Subventions et des contributions :

Titre :
Overcoming Data Sparsity in Machine Translation
Numéro de l’entente :
RGPIN
Valeur d'entente :
115 000,00 $
Date d'entente :
10 mai 2017 -
Organisation :
Conseil de recherches en sciences naturelles et en génie du Canada
Location :
Alberta, Autre, CA
Numéro de référence :
GC-2017-Q1-02922
Type d'entente :
subvention
Type de rapport :
Subventions et des contributions
Informations supplémentaires :

Subvention ou bourse octroyée s'appliquant à plus d'un exercice financier. (2017-2018 à 2022-2023)

Nom légal du bénéficiaire :
Kondrak, Grzegorz (University of Alberta)
Programme :
Programme de subventions à la découverte - individuelles
But du programme :

Canada is a multicultural society. A large percentage of Canadian residents report a mother tongue that is distinct from either English or French. In addition, Canada is home to a rich variety of indigenous languages, some of which have also been granted official status. Everyone has the right to get all official federal government services, publications and documents in both English and French. Important information for new Canadians is often provided in multiple languages and scripts. Increasing the availability of texts in aboriginal languages increases their prestige, and thus helps preserve them.

As a consequence, there exists an acute need for accurate and rapid translations, not only between English and French, but also into other languages. Human translation is slow and expensive, and requires highly-skilled experts. Computer translation programs, known as machine translation, have the potential to fill the gap. Unfortunately, the current technology is far from perfect. The quality of translations involving smaller languages is often poor, and even between major languages, it is sometimes inadequate for technical applications.

Two of the reasons for the low quality of machine translation are the scarcity of bilingual texts for low-resourced languages, and the prevalence of infrequent words, such as certain verb inflections in French. The dominant statistical machine translation approach, which is used in web programs such as Google Translate, struggles to properly translate words that occur only rarely in bilingual texts.

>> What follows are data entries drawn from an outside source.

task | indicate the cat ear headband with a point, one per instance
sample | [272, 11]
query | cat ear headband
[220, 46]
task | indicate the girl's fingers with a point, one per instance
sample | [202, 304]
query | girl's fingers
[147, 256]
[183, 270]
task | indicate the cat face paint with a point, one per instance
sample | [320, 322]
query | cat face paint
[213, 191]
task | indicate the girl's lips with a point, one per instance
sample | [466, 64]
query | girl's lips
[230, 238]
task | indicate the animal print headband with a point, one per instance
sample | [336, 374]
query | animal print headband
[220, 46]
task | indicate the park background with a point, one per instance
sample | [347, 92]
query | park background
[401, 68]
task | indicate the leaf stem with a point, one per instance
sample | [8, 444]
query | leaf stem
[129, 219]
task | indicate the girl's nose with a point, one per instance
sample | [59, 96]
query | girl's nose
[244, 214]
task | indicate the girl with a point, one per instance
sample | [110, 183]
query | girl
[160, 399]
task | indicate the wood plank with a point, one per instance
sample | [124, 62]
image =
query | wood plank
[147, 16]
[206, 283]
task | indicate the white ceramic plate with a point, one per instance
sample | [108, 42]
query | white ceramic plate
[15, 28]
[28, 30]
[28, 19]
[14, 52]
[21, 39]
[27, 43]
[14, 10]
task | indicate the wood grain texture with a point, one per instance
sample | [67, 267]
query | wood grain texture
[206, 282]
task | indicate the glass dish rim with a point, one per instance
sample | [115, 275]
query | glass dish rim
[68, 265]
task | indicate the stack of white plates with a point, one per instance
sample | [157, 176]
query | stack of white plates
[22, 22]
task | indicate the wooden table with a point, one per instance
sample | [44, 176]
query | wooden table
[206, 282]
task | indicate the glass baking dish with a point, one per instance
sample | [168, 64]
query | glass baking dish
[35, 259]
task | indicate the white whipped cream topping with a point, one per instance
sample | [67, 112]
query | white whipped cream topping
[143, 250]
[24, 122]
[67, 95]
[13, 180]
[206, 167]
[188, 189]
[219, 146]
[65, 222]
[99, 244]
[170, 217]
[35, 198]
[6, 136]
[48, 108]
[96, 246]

The objective of this proposal is to improve the quality of machine translation by improving the handling of infrequent words. The principal research directions are the incorporation of the state-of-the-art morphological techniques into the translation process, the development of lexicon induction methods, and the translation of out-of-vocabulary words based on the cutting-edge algorithms for cognate identification, name transliteration, and decipherment.

In the current global economy, the enormous demand for fast and freely-available translations can only be satisfied by the machine translation programs. The solutions that I outline in my proposal will not only improve the quality of machine translation, but also influence the research on other aspects of natural language processing, thus accelerating the progress towards the goal of making computers understand human language.